Twice a year, national trustees of The National Academy of Television Arts & Sciences meet somewhere in the United States. Forty-Six national trustees met in late October in Philadelphia.

According to our National Bylaws “The Trustees shall represent the chapters of NATAS, and shall act on behalf of their local chapters and their local chapter members.”

Each chapter elects at least one trustee (our Chapter is one of the 19 chapters represented). For every 300 local members, a chapter may elect one trustee. The San Francisco/Northern California Chapter is currently allowed four trustees (along with Suncoast and Lone Star Chapters, San Francisco/Northern California supports the most trustees). Trustees John Odell, Alison Gibson, Cynthia Zeiden and myself represent our Chapter. Zeiden could not attend and sent her proxy to Giannechini.

Just as our NATAS Chapter is governed by a Board of Governors, trustees govern the national organization. Trustees create a two-way conduit between the local chapters and the larger national organization for information. These meetings determine the future direction at the national level and provide continuity through to the local chapters.

The meeting began with introductions around the table. Each trustee, officer and national academy executive briefly told where they were from and what their role with NATAS. Some chapters, like ours, have their local presidents also serving as a trustee officer.
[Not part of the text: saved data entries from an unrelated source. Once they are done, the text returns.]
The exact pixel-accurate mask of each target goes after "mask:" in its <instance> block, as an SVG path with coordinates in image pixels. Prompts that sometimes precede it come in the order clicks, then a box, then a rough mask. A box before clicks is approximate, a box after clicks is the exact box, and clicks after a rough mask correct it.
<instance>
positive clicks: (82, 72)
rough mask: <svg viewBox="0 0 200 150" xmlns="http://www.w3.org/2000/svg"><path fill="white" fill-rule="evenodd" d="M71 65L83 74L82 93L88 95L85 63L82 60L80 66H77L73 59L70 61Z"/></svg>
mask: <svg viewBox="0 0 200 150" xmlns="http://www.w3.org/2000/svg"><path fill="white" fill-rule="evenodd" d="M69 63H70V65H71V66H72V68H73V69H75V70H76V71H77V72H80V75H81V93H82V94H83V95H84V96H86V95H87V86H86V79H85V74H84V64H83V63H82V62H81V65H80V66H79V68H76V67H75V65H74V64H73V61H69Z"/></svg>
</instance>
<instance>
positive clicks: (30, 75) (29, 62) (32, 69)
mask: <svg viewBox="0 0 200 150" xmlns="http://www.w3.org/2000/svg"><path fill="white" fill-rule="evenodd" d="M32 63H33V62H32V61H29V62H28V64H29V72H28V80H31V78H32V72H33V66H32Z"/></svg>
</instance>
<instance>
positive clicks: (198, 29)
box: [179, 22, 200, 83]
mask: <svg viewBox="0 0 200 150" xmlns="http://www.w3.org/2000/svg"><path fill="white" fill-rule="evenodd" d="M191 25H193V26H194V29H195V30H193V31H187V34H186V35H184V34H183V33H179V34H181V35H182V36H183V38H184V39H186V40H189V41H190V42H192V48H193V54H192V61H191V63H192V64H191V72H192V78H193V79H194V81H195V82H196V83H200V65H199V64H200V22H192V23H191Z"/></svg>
The eight-hour agenda follows the standard Parliamentary procedure known as the “Roberts Rules of Order”. There were opening comments, introductions, approval of minutes from the previous meeting, and several committee reports and overviews. Some items need a vote by the attending trustees to change the direction or policy of the Academy. Trustees voted for a rule change in the Emmy® Award procedure. It is no longer a requirement to open envelopes to reveal Emmy® recipients during the local Galas. Trustees voted down a proposed rule which would allow proxies to count toward a national meeting quorum. More than half of the trustees must still be present to hold a meeting. Proxies are still allowed as before for votes during meetings.
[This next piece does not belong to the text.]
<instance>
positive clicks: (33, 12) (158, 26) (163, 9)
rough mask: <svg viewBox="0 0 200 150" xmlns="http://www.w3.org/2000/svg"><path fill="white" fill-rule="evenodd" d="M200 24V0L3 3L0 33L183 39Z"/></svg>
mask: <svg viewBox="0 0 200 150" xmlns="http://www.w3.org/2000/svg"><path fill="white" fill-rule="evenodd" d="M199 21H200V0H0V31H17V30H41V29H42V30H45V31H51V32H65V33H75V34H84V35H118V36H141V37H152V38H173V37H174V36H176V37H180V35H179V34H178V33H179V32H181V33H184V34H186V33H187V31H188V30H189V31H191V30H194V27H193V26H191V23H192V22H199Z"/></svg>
Chuck Dages, NATAS’ national chairperson, described the changing landscape of broadcast. He cited the recent FCC decision regarding the decentralization of local broadcast studios. Local television and radio stations are no longer required to maintain local studios in the markets they serve. Dages fears that this may diminish or eliminate local programing in the 19 NATAS chapters. The lack of local productions would limit or eliminate local programming categories from our Gala Awards shows. Less local programs may mean less members joining the chapters and therefor a decline in membership and revenues.

Dages reiterated that NATAS reaches every household in the nation and challenges the trustees to quickly expand and adapt policies to adequately embrace the newer on-line broadcast forms.

The meeting continued with reports from all the committees; two are chaired by our local chapter members: Gibson on finance, and Linda Giannecchini on the national awards fronts.

After the meeting, trustees were treated to a river dinner cruise aboard the Freedom Elite.

The next trustees meeting will be in Spring 2018 in New York City.